Festival di Sanremo 2012: in alto i calici alla salute dei protagonisti - Morandi, Papaleo, Celentano, Mrazova

Tutto pronto per Sanremo, quindi. Per ogni serata avremo qualche ottima preparazione da gustare davanti alla tv. Ma cosa beviamo? Vi propongo qualche simpatico abbinamento vino/birra/distillati "alla salute" dei protagonisti di questo San Remo 2012.

Iniziamo con l'indiscusso re del Festival: il presentatore, Gianni Morandi.
Morandi è come un buon Lambrusco di Modena (nonostante la provenienza bolognese dell'artista): frizzante, vivace, adattabile ed abbinabile in ogni occasione, da soli o in compagnia. D'altronde, anche le canzoni di Gianni son sempre state altrettanto versatili: hanno accompagnato - ed ancora lo fanno - tanti momenti della storia, privata e pubblica, degli italiani. Se volete brindare per Morandi, scegliete il Lambrusco di Modena DOC 2010 della Cantina Sociale Formigine Pedemontana SCA - Corlo di Formigine.

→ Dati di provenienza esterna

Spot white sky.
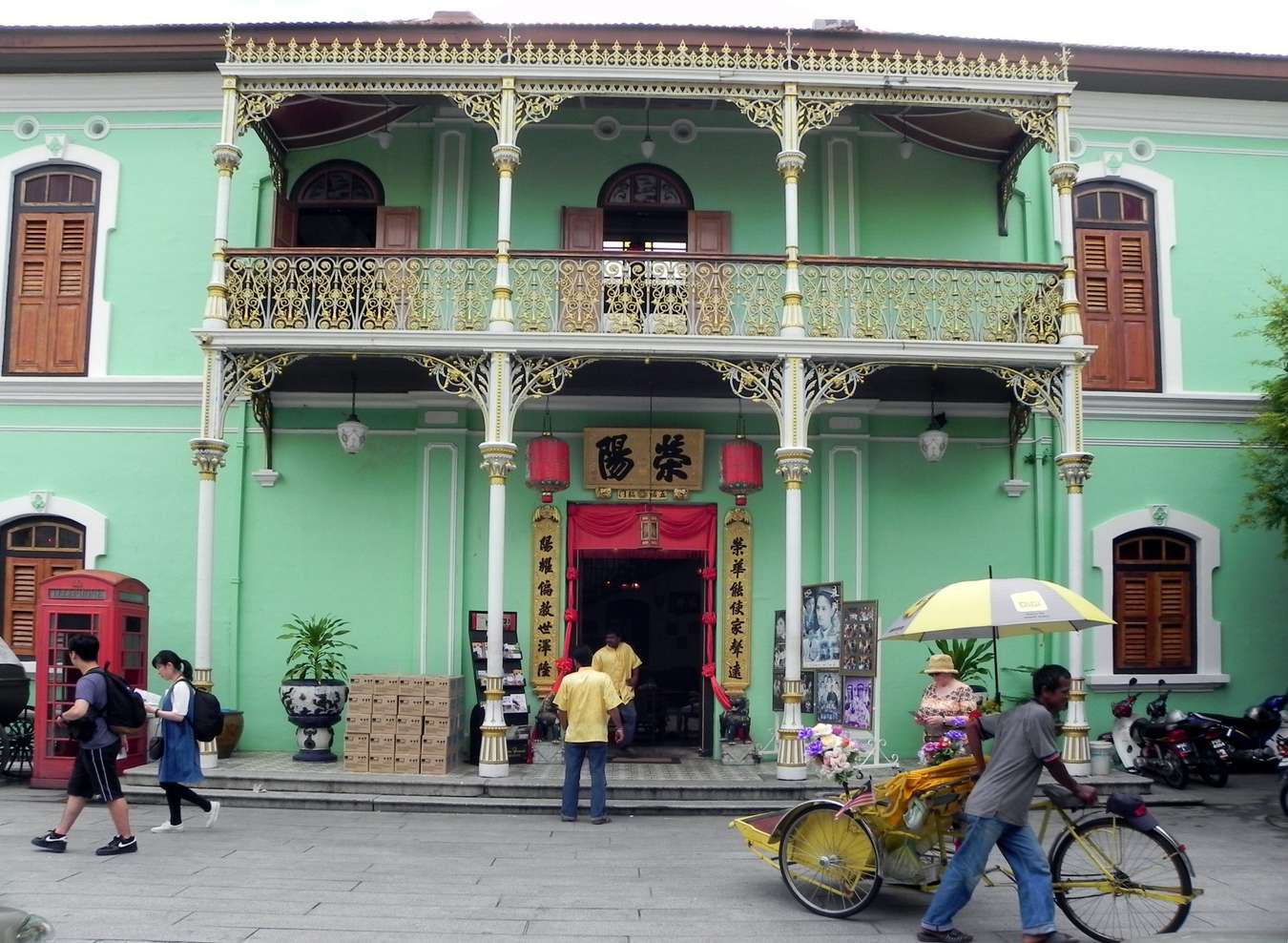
[0,0,1288,55]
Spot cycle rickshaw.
[730,756,1203,943]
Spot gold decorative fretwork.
[722,508,754,695]
[224,36,1070,82]
[529,504,563,697]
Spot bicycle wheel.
[1051,815,1194,943]
[778,807,881,917]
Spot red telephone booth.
[31,570,148,787]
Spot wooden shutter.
[563,206,604,253]
[689,210,732,255]
[8,213,94,373]
[1078,228,1158,390]
[273,195,301,248]
[376,206,420,248]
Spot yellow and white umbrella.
[881,577,1114,641]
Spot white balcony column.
[479,351,519,778]
[777,82,805,338]
[201,77,240,330]
[488,78,523,331]
[188,347,228,769]
[776,357,814,780]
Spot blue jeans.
[921,815,1055,935]
[617,701,639,745]
[560,741,608,818]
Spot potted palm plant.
[277,615,357,763]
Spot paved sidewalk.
[0,778,1288,943]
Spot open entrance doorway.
[578,550,711,756]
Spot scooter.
[1193,693,1288,769]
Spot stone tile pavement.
[0,777,1288,943]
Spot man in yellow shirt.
[555,645,622,825]
[590,629,644,754]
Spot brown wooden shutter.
[1078,228,1158,390]
[563,206,604,253]
[8,213,94,373]
[273,196,301,248]
[689,210,732,255]
[376,206,420,248]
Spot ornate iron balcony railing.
[227,250,1060,344]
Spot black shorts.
[67,744,125,803]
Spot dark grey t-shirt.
[76,673,120,750]
[966,701,1060,826]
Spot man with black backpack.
[31,635,142,855]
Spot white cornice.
[1070,92,1288,139]
[0,376,201,406]
[0,70,223,115]
[1082,391,1262,423]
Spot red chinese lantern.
[720,429,764,508]
[529,428,570,504]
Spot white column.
[776,357,813,780]
[479,351,518,778]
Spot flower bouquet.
[798,724,865,793]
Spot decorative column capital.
[776,151,805,183]
[492,144,523,176]
[774,449,814,489]
[188,439,228,480]
[479,442,519,484]
[1048,161,1078,196]
[210,143,240,174]
[1055,452,1095,494]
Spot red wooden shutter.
[1078,228,1158,390]
[273,196,301,248]
[689,210,732,255]
[563,206,604,253]
[8,213,94,373]
[376,206,420,248]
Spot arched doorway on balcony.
[563,163,730,255]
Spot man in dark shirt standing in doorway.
[31,635,139,855]
[917,664,1096,943]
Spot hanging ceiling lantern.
[527,402,571,504]
[720,403,765,508]
[335,373,367,454]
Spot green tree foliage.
[1239,279,1288,559]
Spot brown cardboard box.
[349,690,371,718]
[367,733,397,756]
[343,730,371,756]
[398,695,426,718]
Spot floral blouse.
[919,681,978,718]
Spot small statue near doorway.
[720,695,751,744]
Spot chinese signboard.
[582,428,706,500]
[530,504,563,697]
[724,508,751,695]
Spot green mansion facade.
[0,17,1288,778]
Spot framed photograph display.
[841,599,877,678]
[814,671,841,724]
[841,675,875,730]
[801,582,843,669]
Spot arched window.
[563,163,730,255]
[1073,180,1159,391]
[1112,528,1195,674]
[5,163,99,375]
[0,516,85,657]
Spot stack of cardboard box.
[343,675,463,776]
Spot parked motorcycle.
[1194,692,1288,769]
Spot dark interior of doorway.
[577,550,713,756]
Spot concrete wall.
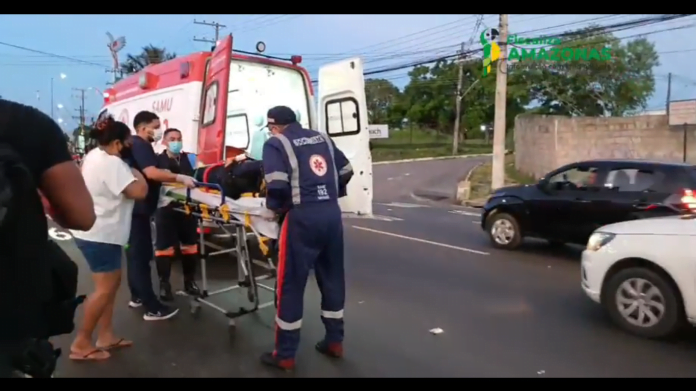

Segue la spalla ironica del Festival: Rocco Papaleo.
Lucano doc, senza se e senza ma è rappresentato da un Aglianico del Vulture. Vino dalla forte personalità, da imparare ad apprezzare sorso dopo sorso, ma che saprà conquistarvi. Così come il bravissimo Papaleo che con la sua pungente (come i tannini) ironia e il suo espressivo e caratteristico volto (come il terreno vulcanico del Vulture), ben presto è entrato nel cuore del pubblico. Per brindare a Papaleo scegliete un Aglianico del Vulture Serra del Prete di Musto Carmelitano (sarà una bella sorpresa!).

Immancabile il personaggio femminile del festival: Ivana Mrazova.
Alla giovane 20enne modella che deve affiancare Morandi e Papaleo nella conduzione del Festival, ho pensato di abbinare un prodotto "portafortuna", considerando che forse questa sera non ci sarà sul palco a causa dei problemi al collo. Avrei potuto optare per un tipoco icewine ceco, ma considerata la sua assenza, facciamo un po' di campanilismo femminile: avremmo preferito una donna italiana sul palco dell'Ariston! Ma se volete comunque brindare per la guarigione di Ivana Mrazova, scegliete una grappa. La grappa, infatti, è un distillato prodotto da vinacce che il disciplinare precisa debbano essere solo ed esclusivamente da uve prodotte e vinificate in Italia. Scegliete una grappa chiara aromatica, monovitigno. Il mio consiglio: Grappa di Gewurztraminer della Distilleria Bertagnolli.

Infine l'ospite tanto atteso della serata: Adriano Celentano.
A vederlo così, con la sua posa da molleggiato, vien subito voglia di abbinare un birra in bottiglia da 33 cl, da bere rigorosamente "a canna" assumendo qualche posa strana. Però, mi raccomando, nessuna produzione banale né tanto meno industriale. Celentano è un simbolo dell'italianità. Quindi, considerando che a noi piacciono le cose buone, per brindare alla salute e alla performance di Adriano scegliamo una birra artigianale italiana, in formato rigorsamente 33 cl, frizzante, gradevole e dal retrogusto amarognolo come lui. Cosa di meglio di una Pils, magari la nuova nata di Birra del Borgo, la Scik Pils da 33 cl?